Indian Motorcycle Company stock certificate 1933
This is a very rare Indian Motorcycle stock certificate which are extremely hard to find. Most of the stocks were either destroyed or now in the Indian Motorcycle Museum. Brown border and eagle vignette. Cancelled as shown. Incorporated 1913 in Springfield, Massachusetts. Date of issue: July 12, 1933.
Indian Motorcycle was the very first commercially marketed gasoline powered motorcycle manufacturing company in the United States. In 1901 George M. Hendee, a high wheel champ and C. Oscar Hedstrom, also a racer, pooled money and inventive genius to open the Hendee Manufacturing Company (changed to Indian Motocycle Manufacturing in 1913) in Springfield, Massachusetts. Production ceased in 1953.

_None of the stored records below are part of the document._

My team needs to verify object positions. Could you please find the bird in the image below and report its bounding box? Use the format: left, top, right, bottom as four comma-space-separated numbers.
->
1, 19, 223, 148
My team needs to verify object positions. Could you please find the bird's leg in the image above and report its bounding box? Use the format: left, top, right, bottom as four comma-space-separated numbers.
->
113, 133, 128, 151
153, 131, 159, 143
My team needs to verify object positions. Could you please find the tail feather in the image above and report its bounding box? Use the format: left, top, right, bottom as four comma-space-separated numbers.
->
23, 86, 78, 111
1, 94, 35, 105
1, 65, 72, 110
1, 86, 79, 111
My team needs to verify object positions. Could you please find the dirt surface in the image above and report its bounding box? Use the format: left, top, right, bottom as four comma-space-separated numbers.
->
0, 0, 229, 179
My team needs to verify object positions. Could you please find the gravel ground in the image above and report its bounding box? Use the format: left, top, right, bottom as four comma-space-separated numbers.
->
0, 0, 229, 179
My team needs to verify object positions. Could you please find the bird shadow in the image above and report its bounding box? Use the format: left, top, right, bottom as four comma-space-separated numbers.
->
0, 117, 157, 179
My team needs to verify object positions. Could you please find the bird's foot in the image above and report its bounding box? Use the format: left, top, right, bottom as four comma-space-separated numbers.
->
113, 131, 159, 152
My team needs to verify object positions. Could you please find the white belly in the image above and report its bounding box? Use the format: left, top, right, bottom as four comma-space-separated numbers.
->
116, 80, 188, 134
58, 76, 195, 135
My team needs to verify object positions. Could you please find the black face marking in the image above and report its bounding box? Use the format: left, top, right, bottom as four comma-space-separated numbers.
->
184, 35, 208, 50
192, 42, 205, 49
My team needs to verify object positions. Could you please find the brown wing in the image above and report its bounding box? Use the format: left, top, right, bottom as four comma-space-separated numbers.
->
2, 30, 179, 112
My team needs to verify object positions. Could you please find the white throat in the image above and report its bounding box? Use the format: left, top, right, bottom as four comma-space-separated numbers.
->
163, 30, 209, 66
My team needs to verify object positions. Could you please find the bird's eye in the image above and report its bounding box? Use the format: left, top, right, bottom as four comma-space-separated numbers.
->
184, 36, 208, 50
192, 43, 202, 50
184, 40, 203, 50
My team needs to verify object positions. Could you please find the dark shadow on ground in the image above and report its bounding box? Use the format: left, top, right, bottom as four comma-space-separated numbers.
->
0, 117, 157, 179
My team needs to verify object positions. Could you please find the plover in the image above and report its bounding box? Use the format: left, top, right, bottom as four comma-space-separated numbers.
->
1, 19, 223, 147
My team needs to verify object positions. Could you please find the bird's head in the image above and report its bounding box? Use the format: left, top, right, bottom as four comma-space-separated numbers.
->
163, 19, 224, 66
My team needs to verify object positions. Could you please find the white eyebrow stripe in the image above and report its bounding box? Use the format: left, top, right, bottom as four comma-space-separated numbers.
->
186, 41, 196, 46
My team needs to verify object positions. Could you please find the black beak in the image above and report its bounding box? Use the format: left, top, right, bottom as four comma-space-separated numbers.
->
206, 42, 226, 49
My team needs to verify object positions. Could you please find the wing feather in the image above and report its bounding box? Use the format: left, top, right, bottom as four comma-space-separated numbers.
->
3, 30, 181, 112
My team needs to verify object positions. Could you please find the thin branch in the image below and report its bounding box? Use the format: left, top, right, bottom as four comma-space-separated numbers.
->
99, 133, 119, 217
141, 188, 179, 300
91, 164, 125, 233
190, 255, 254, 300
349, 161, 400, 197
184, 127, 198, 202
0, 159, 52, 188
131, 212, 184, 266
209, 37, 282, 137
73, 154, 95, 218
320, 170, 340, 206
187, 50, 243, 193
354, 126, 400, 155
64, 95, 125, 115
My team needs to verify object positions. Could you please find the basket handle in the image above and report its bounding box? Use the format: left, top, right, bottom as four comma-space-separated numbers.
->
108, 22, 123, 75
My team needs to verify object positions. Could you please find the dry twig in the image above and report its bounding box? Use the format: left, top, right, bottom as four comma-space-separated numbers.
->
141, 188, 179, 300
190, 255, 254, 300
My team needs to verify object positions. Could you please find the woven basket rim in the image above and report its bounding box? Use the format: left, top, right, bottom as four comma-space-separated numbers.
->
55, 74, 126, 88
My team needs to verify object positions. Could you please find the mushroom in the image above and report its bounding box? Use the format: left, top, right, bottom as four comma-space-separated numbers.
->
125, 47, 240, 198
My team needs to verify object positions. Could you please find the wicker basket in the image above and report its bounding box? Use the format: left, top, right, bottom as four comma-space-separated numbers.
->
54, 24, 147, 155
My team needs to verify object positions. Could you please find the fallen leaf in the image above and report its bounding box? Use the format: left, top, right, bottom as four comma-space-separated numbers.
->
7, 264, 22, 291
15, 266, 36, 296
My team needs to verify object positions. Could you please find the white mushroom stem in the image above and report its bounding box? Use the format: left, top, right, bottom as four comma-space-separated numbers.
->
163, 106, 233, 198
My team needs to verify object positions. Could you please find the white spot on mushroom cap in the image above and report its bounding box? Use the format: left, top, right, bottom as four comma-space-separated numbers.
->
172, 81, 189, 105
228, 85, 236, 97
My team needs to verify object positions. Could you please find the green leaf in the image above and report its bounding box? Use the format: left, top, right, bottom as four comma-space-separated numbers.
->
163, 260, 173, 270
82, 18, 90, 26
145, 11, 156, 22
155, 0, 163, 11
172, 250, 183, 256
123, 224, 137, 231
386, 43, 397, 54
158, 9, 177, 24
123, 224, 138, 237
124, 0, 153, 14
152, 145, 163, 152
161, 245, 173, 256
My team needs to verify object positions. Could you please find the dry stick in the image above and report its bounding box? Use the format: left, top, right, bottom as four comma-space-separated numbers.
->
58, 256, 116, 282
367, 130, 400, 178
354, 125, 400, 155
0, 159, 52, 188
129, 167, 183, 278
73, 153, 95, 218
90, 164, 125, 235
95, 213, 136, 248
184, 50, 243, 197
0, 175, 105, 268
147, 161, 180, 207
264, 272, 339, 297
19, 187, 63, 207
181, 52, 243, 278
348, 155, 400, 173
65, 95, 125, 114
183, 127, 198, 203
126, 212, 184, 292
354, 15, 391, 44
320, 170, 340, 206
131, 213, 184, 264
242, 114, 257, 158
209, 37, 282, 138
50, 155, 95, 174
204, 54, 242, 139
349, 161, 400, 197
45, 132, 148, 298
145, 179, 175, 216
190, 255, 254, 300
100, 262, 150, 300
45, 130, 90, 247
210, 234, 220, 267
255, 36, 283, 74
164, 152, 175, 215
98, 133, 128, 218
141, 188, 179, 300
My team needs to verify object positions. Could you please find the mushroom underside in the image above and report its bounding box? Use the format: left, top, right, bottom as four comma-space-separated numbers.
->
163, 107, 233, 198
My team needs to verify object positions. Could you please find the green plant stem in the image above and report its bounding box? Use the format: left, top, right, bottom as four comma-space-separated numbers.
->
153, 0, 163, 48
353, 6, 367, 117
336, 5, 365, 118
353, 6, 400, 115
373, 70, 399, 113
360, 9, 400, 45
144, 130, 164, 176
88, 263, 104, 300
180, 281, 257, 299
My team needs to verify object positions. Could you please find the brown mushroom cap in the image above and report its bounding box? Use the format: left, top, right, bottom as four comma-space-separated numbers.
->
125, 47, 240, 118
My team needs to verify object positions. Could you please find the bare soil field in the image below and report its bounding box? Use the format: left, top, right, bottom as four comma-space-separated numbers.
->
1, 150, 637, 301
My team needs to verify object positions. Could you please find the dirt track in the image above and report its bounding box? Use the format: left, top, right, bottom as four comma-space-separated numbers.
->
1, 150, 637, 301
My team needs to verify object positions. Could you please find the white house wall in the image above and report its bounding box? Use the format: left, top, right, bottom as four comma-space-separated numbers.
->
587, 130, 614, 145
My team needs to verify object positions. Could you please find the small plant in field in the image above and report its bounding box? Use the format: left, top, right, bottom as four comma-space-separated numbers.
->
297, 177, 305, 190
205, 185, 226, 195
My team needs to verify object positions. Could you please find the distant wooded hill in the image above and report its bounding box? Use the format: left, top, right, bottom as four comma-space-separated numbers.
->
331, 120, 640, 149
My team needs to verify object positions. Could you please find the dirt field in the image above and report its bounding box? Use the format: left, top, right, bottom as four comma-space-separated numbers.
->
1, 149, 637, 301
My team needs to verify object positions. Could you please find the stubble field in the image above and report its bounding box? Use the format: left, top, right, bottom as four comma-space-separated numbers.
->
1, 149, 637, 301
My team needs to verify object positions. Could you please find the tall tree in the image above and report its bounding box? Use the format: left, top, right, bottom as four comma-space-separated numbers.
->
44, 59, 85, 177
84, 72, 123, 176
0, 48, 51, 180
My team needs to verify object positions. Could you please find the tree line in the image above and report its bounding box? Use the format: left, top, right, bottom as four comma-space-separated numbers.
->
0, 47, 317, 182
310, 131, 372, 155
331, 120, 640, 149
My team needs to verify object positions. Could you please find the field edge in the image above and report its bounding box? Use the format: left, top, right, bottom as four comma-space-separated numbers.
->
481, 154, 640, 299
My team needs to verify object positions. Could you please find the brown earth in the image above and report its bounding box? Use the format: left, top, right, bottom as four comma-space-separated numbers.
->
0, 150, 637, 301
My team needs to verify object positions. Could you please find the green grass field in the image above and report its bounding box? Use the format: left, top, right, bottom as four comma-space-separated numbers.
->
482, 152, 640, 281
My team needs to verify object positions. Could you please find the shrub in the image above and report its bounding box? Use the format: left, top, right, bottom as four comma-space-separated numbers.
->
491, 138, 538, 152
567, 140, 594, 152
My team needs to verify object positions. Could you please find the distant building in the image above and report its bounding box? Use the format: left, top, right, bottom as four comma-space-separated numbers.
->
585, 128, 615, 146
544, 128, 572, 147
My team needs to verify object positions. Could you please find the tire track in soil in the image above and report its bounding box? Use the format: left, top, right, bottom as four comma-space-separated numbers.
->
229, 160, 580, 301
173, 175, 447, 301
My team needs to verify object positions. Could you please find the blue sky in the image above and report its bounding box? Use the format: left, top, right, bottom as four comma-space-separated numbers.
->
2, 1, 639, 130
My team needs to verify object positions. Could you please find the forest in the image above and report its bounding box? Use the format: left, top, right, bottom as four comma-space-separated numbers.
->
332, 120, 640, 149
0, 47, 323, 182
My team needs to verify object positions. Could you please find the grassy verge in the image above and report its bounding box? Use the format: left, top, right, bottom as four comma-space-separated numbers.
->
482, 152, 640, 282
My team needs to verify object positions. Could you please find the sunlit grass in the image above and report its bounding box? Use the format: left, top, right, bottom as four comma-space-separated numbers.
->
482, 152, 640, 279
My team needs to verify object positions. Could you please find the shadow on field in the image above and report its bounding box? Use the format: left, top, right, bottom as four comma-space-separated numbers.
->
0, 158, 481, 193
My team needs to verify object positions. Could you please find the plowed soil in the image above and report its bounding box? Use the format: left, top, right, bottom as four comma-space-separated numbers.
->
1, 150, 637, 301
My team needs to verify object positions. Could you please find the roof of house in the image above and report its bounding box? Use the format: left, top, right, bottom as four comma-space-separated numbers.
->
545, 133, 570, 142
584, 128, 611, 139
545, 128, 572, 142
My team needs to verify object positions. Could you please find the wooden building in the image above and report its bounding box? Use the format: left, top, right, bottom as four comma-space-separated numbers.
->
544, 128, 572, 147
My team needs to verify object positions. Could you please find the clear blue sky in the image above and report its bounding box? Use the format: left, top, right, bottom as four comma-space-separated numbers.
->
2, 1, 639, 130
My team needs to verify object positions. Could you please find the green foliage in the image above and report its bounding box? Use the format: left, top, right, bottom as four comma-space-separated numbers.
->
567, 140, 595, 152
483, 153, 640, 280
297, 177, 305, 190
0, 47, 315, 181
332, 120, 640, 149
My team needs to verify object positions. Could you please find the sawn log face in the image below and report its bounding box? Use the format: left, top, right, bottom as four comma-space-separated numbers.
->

The Indian Motorcycle Manufacturing Company was a motorcycle manufacturer in Springfield, Massachusetts. Indian was America's oldest motorcycle brand and was once the largest manufacturer of motorcycles in the world. The most popular models were the Scout, made prior to WWII, and the Chief, which had its heyday from 1922-53.
E. Paul duPont started Dupont Motor Car Company in 1919, with their premier at 1919 International Automobile Salon in the Commodore Hotel in New York City. The first cars sold for $2,600. Dupont suffered during the Depression, though, and went bankrupt in 1932. The DuPont company was merged with the Indian Motorcycle Company and E. Paul Dupont took over as President.
At the turn of the century a young self-taught engineer and builder of racing bicycles named Oscar Hedstrom designed and built a "pacer" bike, an engine-powered two-wheeler used to train bicycle racers. Powered by a copy of the DeDion-Buton engine, with an excellent carburetor of Hedstrom's own design, the little machine was so practical and reliable that it attracted the attention of a Springfield entrepreneur, George Hendee. They built a manufacturing plant, tooled up, and the first Indians rolled out the door in 1902.
Indian struggled along until 1930, when industrialist, engineer and motorcycle enthusiast E. Paul DuPont took control of the company, which he would run for the next 15 years. Realizing that motorcycles were no longer considered basic transportation, DuPont shifted Indian’s focus to leisure motorcycling. After the DuPont sold his interest in Indian in 1945, the firm managed to survive for another eight years before a combination of poor management, antiquated engineering and stiff competition from Harley-Davidson and British imports finally closed the Wigwam for good.